Log sandbox activity in a way that supports incident review.

  • Denied file access.
  • Denied network access.
  • Blocked tool calls.
  • Resource-limit hits.
  • Unexpected process behavior.
  • Prompt-injection indicators.
  • Approval decisions.

OpenTelemetry’s generative AI semantic conventions can help standardize model and agent telemetry fields (OpenTelemetry GenAI semantic conventions).

7. Test hostile inputs

Sandbox testing should include malicious or malformed inputs.

  • Documents that instruct the agent to exfiltrate files.
  • Files with embedded URLs.
  • Large files that stress memory or token limits.
  • Code snippets that try to access secrets.
  • Tool arguments that target unauthorized records.
  • Attempts to contact internal services.

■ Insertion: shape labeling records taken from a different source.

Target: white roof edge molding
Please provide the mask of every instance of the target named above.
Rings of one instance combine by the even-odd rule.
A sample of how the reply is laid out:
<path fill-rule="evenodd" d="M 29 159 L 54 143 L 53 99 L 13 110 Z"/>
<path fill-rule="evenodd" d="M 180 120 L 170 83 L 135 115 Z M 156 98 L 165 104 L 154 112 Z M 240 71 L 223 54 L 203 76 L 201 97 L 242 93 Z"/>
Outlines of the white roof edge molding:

OWASP’s LLM Top 10 includes prompt injection, sensitive information disclosure, and excessive agency risks that sandbox tests should cover (OWASP LLM Top 10).

Minimum sandbox checklist

  • Identify high-risk actions that need isolation.
  • Use temporary workspaces and restricted file mounts.
  • Default-deny network access and allowlist required endpoints.
  • Proxy tool calls through validation, authorization, and logging.
  • Limit runtime, CPU, memory, disk, output size, retries, and tool calls.
  • Monitor denied actions and policy violations.
  • Test hostile files, prompt injection, secret access, and network escape attempts.

References

How to use this AI Agent Sandbox resource

Use AI Agent Sandbox Checklist as an operational review, not as a static reading list. Start by naming the decision the page supports, then check whether the content connects to the right hub, service page, self-assessment, and deeper technical articles. That helps readers continue the workflow and helps crawlers understand where the page fits.

For production AI agent teams, the useful output is a short list of gaps: missing controls, unclear ownership, weak evidence, absent internal links, or pages that do not give the reader a next step. Treat the page as a living artifact and update it when tooling, risks, pricing, or deployment assumptions change.

AI Agent Sandbox review checklist

  • Confirm the title, summary, and first paragraph describe the same topic.
  • Link the page to one relevant hub and one practical next step.
  • Add concrete checks, failure modes, or decision criteria instead of generic AI advice.
  • Review Search Console, GA4, and Rank Math together after publishing.